Still, he is wary about attending the front desk of the Oamaru station unless he knows who is on the other side, and why they are there.
And he never sits next to the windows in the station without the blinds drawn, because there are a small minority of people out there "who hate us".
Overly cautious, perhaps, but then, he knows what it is like to walk a dead man's beat.
He was called to tend the Ranfurly police station for two weeks in 1990 after Senior Constable Peter Morris Umbers was attacked and left to die on the road by robbery suspect Richard Thomas Lakich.
Beside Snr Const Umbers' body on that deserted roadside near Ranfurly on May 27 lay his police baton - which had been turned on him - smashed and splintered into pieces.
The fortnight left an indelible impression on community Const Dow, who covered the station in a relieving capacity and saw Const Umbers' children coming and going from the adjoining house.
So he, more than most, he appreciates the importance of raising money for Police Remembrance Day on September 29.

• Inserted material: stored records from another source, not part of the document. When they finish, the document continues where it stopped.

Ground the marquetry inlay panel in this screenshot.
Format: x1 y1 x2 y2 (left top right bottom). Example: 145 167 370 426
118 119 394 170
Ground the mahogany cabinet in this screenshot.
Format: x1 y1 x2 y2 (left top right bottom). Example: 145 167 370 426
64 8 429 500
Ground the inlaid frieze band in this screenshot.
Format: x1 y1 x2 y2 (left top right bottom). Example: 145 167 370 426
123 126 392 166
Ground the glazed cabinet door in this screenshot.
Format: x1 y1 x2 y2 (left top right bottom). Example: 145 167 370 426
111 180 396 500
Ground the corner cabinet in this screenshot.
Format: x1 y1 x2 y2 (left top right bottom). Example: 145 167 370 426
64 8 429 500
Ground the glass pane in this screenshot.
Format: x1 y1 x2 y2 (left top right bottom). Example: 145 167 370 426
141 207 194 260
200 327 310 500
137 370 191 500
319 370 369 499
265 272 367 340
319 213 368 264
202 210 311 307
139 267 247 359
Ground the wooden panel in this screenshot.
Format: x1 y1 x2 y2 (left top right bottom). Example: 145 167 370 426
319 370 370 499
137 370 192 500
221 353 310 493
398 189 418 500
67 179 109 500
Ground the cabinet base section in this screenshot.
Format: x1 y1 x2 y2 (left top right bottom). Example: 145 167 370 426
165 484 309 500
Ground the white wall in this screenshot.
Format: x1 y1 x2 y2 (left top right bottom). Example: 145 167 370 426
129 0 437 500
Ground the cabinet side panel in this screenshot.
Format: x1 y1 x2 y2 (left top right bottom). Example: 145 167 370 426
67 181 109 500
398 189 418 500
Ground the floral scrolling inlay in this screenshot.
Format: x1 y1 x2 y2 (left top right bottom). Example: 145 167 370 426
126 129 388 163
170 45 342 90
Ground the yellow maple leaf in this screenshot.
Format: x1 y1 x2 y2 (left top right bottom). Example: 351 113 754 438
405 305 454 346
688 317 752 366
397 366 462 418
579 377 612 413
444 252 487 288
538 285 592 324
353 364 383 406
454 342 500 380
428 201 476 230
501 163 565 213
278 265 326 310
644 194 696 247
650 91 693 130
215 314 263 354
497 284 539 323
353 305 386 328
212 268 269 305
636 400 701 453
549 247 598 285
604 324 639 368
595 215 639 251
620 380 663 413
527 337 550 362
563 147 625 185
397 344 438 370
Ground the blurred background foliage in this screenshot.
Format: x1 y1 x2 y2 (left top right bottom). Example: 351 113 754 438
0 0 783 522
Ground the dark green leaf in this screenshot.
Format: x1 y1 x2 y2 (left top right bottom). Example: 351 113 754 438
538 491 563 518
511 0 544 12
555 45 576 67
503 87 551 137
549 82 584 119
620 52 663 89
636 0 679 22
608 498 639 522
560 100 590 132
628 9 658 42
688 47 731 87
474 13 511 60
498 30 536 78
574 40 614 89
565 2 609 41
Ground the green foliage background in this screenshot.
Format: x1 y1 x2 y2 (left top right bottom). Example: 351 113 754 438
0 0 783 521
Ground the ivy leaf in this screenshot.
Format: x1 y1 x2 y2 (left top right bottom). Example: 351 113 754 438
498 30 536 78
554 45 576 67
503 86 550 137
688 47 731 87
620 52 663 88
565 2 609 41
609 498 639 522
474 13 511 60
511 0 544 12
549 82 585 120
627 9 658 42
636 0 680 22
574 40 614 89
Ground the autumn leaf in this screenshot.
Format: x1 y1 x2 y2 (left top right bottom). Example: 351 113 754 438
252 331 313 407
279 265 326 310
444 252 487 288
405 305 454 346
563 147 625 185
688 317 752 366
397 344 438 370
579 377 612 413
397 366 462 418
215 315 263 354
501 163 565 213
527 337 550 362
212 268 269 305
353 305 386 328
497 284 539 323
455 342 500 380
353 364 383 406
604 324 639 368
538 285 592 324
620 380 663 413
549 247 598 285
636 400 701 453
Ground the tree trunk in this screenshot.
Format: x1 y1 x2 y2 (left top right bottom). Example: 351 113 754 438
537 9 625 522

"The Police Families Charitable Trust was set up to identify the individual needs of a family who have had their lives altered forever," he said. "It is intended to financially assist them and to let them know that police families are not forgotten."

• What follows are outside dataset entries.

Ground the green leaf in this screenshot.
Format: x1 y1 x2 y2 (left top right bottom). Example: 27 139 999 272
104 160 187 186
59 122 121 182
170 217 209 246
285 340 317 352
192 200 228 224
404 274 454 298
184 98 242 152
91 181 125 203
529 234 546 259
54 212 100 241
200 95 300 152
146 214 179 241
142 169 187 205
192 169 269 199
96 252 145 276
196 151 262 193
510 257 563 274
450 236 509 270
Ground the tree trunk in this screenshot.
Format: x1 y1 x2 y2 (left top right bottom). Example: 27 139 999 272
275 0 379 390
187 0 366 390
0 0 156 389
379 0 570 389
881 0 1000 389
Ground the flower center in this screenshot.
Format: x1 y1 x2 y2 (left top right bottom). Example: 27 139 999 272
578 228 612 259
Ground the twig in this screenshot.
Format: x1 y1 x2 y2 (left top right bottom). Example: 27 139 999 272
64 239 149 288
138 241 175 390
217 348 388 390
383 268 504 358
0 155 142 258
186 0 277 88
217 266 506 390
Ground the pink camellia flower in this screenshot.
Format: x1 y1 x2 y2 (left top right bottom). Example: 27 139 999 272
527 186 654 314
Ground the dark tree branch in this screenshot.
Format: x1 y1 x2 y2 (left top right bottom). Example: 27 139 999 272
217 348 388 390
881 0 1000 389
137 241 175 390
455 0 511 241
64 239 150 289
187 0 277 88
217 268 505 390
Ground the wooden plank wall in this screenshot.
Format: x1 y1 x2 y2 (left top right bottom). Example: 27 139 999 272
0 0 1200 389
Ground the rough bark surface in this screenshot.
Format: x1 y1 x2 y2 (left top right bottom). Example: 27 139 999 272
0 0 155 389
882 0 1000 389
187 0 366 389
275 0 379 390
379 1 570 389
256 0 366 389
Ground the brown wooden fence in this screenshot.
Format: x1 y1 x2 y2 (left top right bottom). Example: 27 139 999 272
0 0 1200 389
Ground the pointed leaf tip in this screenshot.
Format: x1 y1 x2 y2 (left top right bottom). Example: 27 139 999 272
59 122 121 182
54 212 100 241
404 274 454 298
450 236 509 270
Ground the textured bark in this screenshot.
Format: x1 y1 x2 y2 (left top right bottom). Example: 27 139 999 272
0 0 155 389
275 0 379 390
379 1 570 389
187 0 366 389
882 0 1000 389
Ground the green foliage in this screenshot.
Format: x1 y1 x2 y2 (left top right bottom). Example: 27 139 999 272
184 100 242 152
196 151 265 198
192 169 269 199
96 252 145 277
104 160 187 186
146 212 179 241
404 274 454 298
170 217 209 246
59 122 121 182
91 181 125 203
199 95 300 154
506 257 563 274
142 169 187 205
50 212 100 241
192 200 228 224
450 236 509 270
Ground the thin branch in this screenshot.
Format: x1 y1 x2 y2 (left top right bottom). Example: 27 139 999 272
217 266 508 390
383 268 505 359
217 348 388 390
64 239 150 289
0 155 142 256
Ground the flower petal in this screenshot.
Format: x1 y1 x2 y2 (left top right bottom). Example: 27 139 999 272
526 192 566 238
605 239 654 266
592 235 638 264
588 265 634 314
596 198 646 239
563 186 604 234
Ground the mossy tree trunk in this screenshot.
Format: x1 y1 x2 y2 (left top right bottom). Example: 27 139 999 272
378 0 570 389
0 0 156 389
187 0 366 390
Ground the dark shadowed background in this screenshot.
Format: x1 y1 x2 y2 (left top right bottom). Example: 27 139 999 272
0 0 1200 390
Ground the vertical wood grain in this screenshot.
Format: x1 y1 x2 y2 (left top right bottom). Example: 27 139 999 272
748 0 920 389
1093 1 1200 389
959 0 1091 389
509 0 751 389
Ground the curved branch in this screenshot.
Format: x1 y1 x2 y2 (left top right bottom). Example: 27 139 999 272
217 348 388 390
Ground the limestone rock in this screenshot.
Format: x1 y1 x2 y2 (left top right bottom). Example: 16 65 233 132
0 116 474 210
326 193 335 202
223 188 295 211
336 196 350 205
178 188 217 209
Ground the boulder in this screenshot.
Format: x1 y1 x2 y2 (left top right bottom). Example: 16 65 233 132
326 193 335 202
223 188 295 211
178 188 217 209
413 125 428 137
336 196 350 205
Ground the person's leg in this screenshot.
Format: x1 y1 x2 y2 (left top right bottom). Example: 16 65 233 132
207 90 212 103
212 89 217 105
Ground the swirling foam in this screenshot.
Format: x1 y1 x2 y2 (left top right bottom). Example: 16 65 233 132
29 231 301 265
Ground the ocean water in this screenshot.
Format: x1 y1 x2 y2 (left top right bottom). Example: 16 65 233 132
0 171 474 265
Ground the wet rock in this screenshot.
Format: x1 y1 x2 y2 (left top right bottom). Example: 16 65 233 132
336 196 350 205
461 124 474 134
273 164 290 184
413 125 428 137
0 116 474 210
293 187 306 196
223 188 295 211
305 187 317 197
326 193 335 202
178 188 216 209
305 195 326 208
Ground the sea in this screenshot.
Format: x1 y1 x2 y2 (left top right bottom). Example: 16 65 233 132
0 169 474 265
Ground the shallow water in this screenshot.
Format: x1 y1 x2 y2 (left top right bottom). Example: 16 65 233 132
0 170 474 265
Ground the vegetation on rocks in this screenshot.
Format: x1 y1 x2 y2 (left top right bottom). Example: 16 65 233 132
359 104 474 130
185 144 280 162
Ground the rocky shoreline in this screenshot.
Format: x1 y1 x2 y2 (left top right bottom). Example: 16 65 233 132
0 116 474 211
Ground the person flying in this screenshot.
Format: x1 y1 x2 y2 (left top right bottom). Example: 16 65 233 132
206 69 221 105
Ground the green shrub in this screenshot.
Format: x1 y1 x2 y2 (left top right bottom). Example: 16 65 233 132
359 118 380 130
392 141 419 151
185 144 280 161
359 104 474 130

People will be able to buy a blue and white striped remembrance pin - signifying the tail plumage of the extinct huia, considered tapu by Maori - from police stations for a minimum price of $3.
The money raised will go to the families of slain officers.
Twenty-nine New Zealand police officers have been killed in the line of duty. Their plaques adorn the wall of remembrance at the Royal New Zealand Police College in Porirua, which Const Dow said was the one place an officer did not want their name to appear.